Famous local residents
Walter de la Mare
'Oh, no man knows
Through what wild centuries
Roves back the rose.'
All That's Past
Walter de la Mare, the famous Georgian poet and novelist, lived in Penge and
Anerley for many years. He is Penge's best-kept secret. An international literary
figure, his poem 'The Listeners' was published while he lived in Thornsett Road in 1912.
Only a few years ago 'The Listeners', with its famous opening lines 'Is there anybody there?' said the Traveller, Knocking on the moonlit door,' was judged Britain's best-loved poem. Many of us learned it at school and have never forgotten it.

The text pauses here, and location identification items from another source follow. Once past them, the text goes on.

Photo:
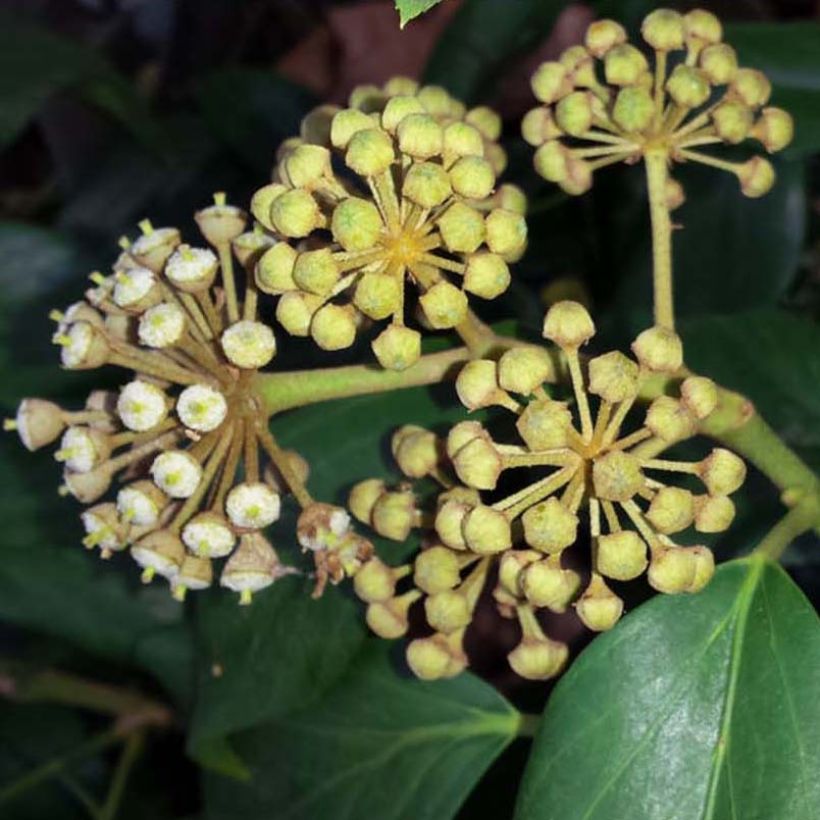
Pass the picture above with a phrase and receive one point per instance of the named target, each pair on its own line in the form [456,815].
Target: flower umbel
[576,459]
[399,187]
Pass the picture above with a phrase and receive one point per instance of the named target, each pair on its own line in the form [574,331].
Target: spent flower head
[400,187]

'Silence. Still faint on the porch
Brake the flames of the stars.'
It is interesting to consider that these evocative lines from The Ghost, much praised by the critic F.R.Leavis, may have been written standing in the porch at Thornsett Road or maybe in Worbeck Road, looking up at the panoramic night sky in Anerley, panoramic because we look from the side of a hill. Walter de la Mare, 'Jack' to his friends, lived first with his young family in Mackenzie Road, then in a flat in Samos Road, then in houses in Worbeck Road and Thornsett Road from 1899 to 1925.

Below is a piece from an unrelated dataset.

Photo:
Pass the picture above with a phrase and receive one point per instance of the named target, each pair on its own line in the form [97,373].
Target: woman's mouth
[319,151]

Friend to Thomas Hardy, Siegfried Sassoon, Robert Frost, T.S. Eliot, Virginia Woolf, Rupert Brooke and Joyce Grenfell among others, De la Mare turned down a knighthood in 1924 and again in 1931 but accepted many honorary university degrees from 1924 onwards. In 1948 he was made a Companion of Honour and in 1953 was awarded the Order of Merit, one of the very few people apart from Churchill to have received both honours and the only writer. There are plaques to his memory in Westminster Abbey and in St Paul's Cathedral where he is buried.
Monica Furlong
Prolific and best-selling writer on religious affairs, a religious programmes producer for the BBC, biographer, journalist, broadcaster, feminist, activist, Moderator of the Movement for the Ordination of Women, communicant member of the Church of England, Monica Furlong lived in Station Road and once edited Spire, the magazine of Holy Trinity Church.
She won a prize for her biography of Thomas Merton, the Trappist Monk, and was a lifelong contributor to such magazines and newspapers as The Times Literary Supplement, The Spectator, The Guardian, The Daily Mail, John O'London's, Church Times and The Tablet. In 1986 she received an honorary doctorate from New York University and in 1995 from Bristol University. She had a passionately critiquing and troubled relationship with her much-loved Church of England and expressed this in her fascinating polemic 'C of E: The State It's In'. She died in 2003 and, in its obituary, The Daily Telegraph described her as 'one of the foremost religious writers of her time.'
Ira Aldridge
Ira Aldridge (1806-1867), the son of a black minister, sailed from New York to England in 1824. Destined for the ministry, he chose to follow his path as an actor and became a very famous one.
His career in England and on the continent spanned forty years. He became famous for his Shakespearean roles and especially for the role of Othello. He appeared at the prestigious Covent Garden theatre and at the Theatre Royal, Haymarket. He is remembered not only for his brilliant artistic and creative talent as an actor but also for his moral courage in a time of intense agitation over slavery. One of his star roles was in Oroonoko as the noble African prince sold into slavery. Another notable role was as Shylock in The Merchant of Venice. He settled in Hamlet Road, Penge, where there is a blue plaque to his memory.
Ira Aldridge is celebrated in Poland and Russia and figures prominently in most University drama department courses in this country yet he is almost unknown in Penge.
Red Velvet, a play about Ira Aldridge starring Adrian Lester, ran at the Tricycle Theatre to rave reviews.